The rms value of the current is,
${i_{rms}} = \dfrac{{{i_0}}}{{\sqrt 2 }}$
Where, ${i_{rms}}$ is the rms value of the current and ${i_0}$ is the peak current.
The average power is given by,
$P = {e_{rms}} \times {i_{rms}} \times \cos \phi$
Where, $P$ is the power, ${e_{rms}}$ is the rms value of the emf, ${i_{rms}}$ is the rms value of the current and $\phi$ is the phase angle.

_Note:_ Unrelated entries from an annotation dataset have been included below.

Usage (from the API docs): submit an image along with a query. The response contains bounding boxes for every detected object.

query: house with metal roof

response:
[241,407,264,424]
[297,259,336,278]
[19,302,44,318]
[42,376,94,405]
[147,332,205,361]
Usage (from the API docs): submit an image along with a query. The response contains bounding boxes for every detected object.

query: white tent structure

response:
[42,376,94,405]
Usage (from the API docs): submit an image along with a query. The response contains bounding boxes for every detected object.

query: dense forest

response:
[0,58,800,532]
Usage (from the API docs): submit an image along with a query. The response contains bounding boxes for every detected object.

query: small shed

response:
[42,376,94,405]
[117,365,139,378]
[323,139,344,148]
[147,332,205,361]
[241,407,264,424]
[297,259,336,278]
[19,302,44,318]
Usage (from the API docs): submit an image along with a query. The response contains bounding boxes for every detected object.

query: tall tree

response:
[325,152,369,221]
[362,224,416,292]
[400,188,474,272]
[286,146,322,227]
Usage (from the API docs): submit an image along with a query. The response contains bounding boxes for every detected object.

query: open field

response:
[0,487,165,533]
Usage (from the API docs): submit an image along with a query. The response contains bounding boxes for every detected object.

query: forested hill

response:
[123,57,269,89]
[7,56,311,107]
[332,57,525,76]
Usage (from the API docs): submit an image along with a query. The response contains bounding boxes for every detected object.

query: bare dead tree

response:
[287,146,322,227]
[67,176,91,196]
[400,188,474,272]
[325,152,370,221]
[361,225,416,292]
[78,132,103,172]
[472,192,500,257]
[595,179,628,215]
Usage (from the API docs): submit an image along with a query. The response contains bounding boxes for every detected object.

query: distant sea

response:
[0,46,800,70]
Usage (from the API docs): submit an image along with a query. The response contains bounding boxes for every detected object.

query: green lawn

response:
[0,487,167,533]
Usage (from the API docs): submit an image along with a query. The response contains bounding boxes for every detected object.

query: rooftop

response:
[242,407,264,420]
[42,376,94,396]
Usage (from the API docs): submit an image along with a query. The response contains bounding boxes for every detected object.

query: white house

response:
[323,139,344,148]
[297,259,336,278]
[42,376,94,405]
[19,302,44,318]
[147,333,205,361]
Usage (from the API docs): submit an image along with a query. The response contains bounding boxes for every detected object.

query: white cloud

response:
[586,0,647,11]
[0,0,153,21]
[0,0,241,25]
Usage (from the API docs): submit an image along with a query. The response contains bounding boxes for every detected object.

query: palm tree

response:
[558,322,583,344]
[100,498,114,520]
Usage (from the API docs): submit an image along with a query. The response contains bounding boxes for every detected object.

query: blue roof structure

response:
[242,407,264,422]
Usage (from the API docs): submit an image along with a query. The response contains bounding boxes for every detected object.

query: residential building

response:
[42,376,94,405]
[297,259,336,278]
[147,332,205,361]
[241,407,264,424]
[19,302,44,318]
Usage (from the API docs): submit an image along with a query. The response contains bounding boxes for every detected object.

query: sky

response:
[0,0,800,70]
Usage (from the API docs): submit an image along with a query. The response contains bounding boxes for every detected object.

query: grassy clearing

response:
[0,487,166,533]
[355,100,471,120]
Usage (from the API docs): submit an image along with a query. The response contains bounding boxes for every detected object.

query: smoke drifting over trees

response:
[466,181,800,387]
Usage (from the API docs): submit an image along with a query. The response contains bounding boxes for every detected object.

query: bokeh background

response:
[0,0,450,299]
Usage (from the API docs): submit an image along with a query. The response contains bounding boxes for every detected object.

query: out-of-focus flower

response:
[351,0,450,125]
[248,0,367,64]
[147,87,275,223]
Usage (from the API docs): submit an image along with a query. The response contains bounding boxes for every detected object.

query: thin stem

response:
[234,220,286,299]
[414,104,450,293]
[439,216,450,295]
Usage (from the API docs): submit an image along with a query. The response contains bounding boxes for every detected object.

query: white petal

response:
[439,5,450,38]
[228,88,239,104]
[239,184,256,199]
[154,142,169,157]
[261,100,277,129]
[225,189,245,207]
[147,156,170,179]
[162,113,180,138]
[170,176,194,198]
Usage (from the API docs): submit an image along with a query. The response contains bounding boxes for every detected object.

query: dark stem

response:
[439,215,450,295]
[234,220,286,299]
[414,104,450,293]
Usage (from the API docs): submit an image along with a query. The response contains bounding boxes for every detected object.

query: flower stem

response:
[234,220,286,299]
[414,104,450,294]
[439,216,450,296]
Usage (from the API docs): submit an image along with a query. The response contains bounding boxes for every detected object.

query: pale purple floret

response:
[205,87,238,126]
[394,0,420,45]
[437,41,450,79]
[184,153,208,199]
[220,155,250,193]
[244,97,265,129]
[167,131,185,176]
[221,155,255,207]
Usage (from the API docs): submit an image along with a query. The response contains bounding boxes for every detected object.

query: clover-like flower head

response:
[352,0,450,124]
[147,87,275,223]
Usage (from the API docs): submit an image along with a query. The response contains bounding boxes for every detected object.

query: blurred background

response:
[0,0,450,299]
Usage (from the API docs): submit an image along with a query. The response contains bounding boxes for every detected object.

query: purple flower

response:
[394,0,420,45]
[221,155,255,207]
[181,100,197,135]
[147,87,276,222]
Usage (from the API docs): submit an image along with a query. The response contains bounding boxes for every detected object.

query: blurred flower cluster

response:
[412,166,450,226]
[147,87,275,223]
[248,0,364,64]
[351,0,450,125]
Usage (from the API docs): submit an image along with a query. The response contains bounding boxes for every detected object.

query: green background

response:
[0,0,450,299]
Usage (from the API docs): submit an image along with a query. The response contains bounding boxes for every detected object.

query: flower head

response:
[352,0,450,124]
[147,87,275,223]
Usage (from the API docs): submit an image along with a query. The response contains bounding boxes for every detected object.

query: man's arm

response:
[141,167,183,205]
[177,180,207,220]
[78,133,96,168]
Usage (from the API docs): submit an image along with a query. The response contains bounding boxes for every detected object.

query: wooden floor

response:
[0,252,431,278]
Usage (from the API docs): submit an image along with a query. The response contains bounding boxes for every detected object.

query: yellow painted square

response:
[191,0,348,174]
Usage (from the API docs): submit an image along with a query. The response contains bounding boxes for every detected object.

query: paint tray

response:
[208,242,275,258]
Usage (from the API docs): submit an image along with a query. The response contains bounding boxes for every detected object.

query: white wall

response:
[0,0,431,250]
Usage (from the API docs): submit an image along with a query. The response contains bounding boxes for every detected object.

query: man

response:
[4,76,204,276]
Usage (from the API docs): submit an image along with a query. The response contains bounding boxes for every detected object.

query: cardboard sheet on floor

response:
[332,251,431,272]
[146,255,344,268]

Complete step by step answer:
Given that,
The equation of the emf is, $e = 100\sin \left( {100t} \right)\,volt$.
The equation of the current is, $i = 100\sin \left( {100 + \dfrac{\pi }{3}} \right)\,mA$
Now,
Sinusoidal voltage is given by,
$e = {e_0}\sin \omega t\,................\left( 1 \right)$
Sinusoidal current is given by,
$i = {i_0}\sin \left( {\omega t + \phi } \right)\,.....................\left( 2 \right)$
By comparing the equation (1) with the given emf equation in the question,
$\Rightarrow {e_0}\sin \omega t = 100\sin \left( {100t} \right)$
Then the peak emf is,
${e_0} = 100\,V$
By comparing the equation (2) with the given current equation in the question,
$\Rightarrow {i_0}\sin \left( {\omega t + \phi } \right) = 100\sin \left( {100 + \dfrac{\pi }{3}} \right)\,mA$
Then the peak current is,
${i_0} = 100\,mA$
The phase angle is $\phi = \dfrac{\pi }{3}$
Now, the rms value of the emf is,
$\Rightarrow {e_{rms}} = \dfrac{{{e_0}}}{{\sqrt 2 }}$
By substituting the peak emf value in the above equation, then the above equation is written as,
$\Rightarrow {e_{rms}} = \dfrac{{100}}{{\sqrt 2 }}\,V$
Now, the rms value of the current is,
$\Rightarrow {i_{rms}} = \dfrac{{{i_0}}}{{\sqrt 2 }}$
By substituting the peak current value in the above equation, then the above equation is written as,
$\Rightarrow {i_{rms}} = \dfrac{{100}}{{\sqrt 2 }} \times {10^{ - 3}}\,A$
Now, the average power is given by,
$\Rightarrow P = {e_{rms}} \times {i_{rms}} \times \cos \phi$
By substituting the ${e_{rms}}$, ${i_{rms}}$ and $\phi$ values in the above equation, then
$\Rightarrow P = \dfrac{{100}}{{\sqrt 2 }} \times \dfrac{{100}}{{\sqrt 2 }} \times {10^{ - 3}} \times \cos \dfrac{\pi }{3}$
From trigonometry the value of $\cos \dfrac{\pi }{3}$ is $\dfrac{1}{2}$, then
$\Rightarrow P = \dfrac{{100}}{{\sqrt 2 }} \times \dfrac{{100}}{{\sqrt 2 }} \times {10^{ - 3}} \times \dfrac{1}{2}$
By solving the above equation then,
$\Rightarrow P = 2500 \times {10^{ - 3}}$
On simplification,
$\Rightarrow P = 2.5\,W$

$\therefore$ The average power dissipated in the circuit will be 2.5W. Hence, the option (D) is the correct answer.

Note:
An LCR circuit, also known as a resonant circuit, tuned circuit, or an RLC circuit, is an electrical circuit consisting of an inductor, capacitor, and resistor connected in series or parallel. But the resistance, current, and voltage phasors are always in phase.